Ewan Maccoll and Peggy Seeger

  April 17, 2022   Read time 2 min
Ewan Maccoll and Peggy Seeger
Ewan MacColl was born Jimmie Miller in Salford in 1915, the son of Scots parents who had moved to England in 1910. He early left school and took various working-class jobs while becoming self-educated at the Manchester Public Library.
He wrote for factory newspapers and composed satirical songs before devoting his life to radical politics and theater. He married Joan Littlewood, a young actress, and they formed the Theatre of Action in Manchester, the first of a series of labor theaters into the early 1950s, although he had by now become divorced and married the dancer Jean Newlove. He had also switched to performing and promoting folk music, and in 1953 founded the Ballads and Blues Club (later the Singers Club) in London with Alan Lomax, A. L. Lloyd, and Seamus Ennis.
From the 1930s he had worked as an actor, narrator, writer, and producer on BBC radio, having been involved with various experimental programs. In 1956 he met Peggy Seeger and they collaborated on a series of musical documentaries, known as the Radio-Ballads, for BBC, for example Song of a Road on highway building, Singing the Fishing on the herring industry, and The Big Hewer on coal miners.
Peggy Seeger, born in 1935, was the daughter of musicologist Charles Seeger and composer Ruth Crawford Seeger, the sister of Mike Seeger, and the half-sister of Pete Seeger.
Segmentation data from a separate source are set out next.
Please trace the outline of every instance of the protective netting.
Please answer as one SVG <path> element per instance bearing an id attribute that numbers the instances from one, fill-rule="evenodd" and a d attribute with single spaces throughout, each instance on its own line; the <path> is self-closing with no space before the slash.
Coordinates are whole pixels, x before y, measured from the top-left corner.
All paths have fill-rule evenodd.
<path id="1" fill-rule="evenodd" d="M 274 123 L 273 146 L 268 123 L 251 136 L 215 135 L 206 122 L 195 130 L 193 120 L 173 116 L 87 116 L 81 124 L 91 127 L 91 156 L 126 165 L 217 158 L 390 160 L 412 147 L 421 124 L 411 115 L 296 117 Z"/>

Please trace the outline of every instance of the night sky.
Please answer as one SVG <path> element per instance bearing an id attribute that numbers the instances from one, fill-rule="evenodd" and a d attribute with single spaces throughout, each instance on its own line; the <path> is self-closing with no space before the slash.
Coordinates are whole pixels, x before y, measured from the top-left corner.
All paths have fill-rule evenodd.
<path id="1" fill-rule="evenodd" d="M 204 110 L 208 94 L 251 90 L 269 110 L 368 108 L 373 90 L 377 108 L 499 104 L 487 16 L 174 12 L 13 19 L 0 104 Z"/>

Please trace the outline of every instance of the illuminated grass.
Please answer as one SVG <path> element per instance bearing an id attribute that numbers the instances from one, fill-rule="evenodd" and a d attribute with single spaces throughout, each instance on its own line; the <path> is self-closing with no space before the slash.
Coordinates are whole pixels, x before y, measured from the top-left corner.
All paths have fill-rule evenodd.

A gifted musician on the piano, guitar, and banjo, with a rich folk music background, she first met MacColl on a trip to England in 1956, and they began living together in 1959. Peggy began recording folk albums in the 1950s, which she would continue into the next century. They had been part of a skiffle group, the Ramblers, along with Lomax, and in the 1960s began a series of albums together, including The Long Harvest (ten volumes), and Blood and Roses (five volumes), as well as recording numerous albums separately. They also kept up an active performing schedule, and composed many songs; MacColl’s most popular, “The First Time I Ever Saw Your Face,” written for Peggy, was a hit by Roberta Flack in 1971. The Peggy Seeger Songbook: Warts and All: Forty Years of Songmaking was published in 1998, and The Essential Ewan MacColl Songbook: Sixty Years of Songmaking three years later in 2001. They also recorded numerous traditional singers in Great Britain and published their songs in Travellers’ Songs of England and Scotland and Doomsday.
MacColl died in 1989, and his Journeymen: An Autobiography was published the next year. Following Ewan’s death, Peggy divided her time between living in the United States and England, and continued her busy performance schedule. MacColl and Seeger long combined their musical and political lives, creating a potent mix that has had great influence, although not without controversy. They also demonstrated the strong connections between folk music in Great Britain and the United States.